While games like Street Fighter V and No Man’s Sky have finally been updated to include content (No Man’s Sky still needs more content) they should have had at launch, the stuff coming with the pre-order DLC shenanigans are sometimes exclusive to pre-orders. Sometimes, this DLC is later released for purchase separately; again, content that should just be included in the game.
Perhaps I’m just being an old grognard over here, reminiscing over the days when I bought a game and knew I was getting the complete, finished experience. Sure there were bad releases prior to modern patches and updates, however they were far and few in-between. Games had to ship with all-or-nothing, and hardware manufacturers generally had stricter policies with releases.

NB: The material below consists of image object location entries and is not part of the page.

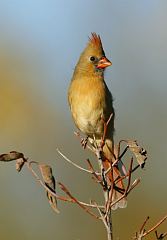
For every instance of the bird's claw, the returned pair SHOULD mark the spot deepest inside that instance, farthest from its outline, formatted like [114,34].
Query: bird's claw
[84,142]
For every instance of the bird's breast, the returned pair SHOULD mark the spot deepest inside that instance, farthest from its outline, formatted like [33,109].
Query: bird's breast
[88,102]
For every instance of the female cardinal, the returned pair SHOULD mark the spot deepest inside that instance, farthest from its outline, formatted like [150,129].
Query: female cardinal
[91,105]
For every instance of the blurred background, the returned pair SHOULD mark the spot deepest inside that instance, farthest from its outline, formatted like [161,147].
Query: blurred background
[40,42]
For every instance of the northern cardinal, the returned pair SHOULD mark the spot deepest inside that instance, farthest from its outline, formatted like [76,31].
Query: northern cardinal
[91,104]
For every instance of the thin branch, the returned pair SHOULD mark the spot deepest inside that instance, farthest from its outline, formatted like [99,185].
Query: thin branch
[52,192]
[143,225]
[76,201]
[74,164]
[155,226]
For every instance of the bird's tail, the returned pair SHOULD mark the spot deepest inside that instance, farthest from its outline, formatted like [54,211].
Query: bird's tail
[113,177]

Ultimately I think it’s ironic that we live in the most connected, informed era in the history of our species and yet we as consumers are being taken advantage of, and sometimes expected to just “give the game a chance” or told “the game will eventually be good.”
Some recent games have even seen ridiculous, decade-long (if not more) development cycles, multiple revisions, and still the shipped version has performance issues. In this instance I’m referring to Final Fantasy XV and The Last Guardian, both games having at least a decade of development, while the final release still has sluggish performance.
I oftentimes find myself wondering how games with blatant performance issues get a pass like this, whether its the game journalist, the gaming hobbyist, or even the publisher for allowing the game to release in such a state. Maybe you just need to buy a PlayStation 4 Pro, then the game will run properly.
I’ll finish this off with an often-repeated, yet sadly ignored quote. In the immortal words of the legendary creator Shigeru Miyamoto: “A delayed game is eventually good, but a rushed game is forever bad.”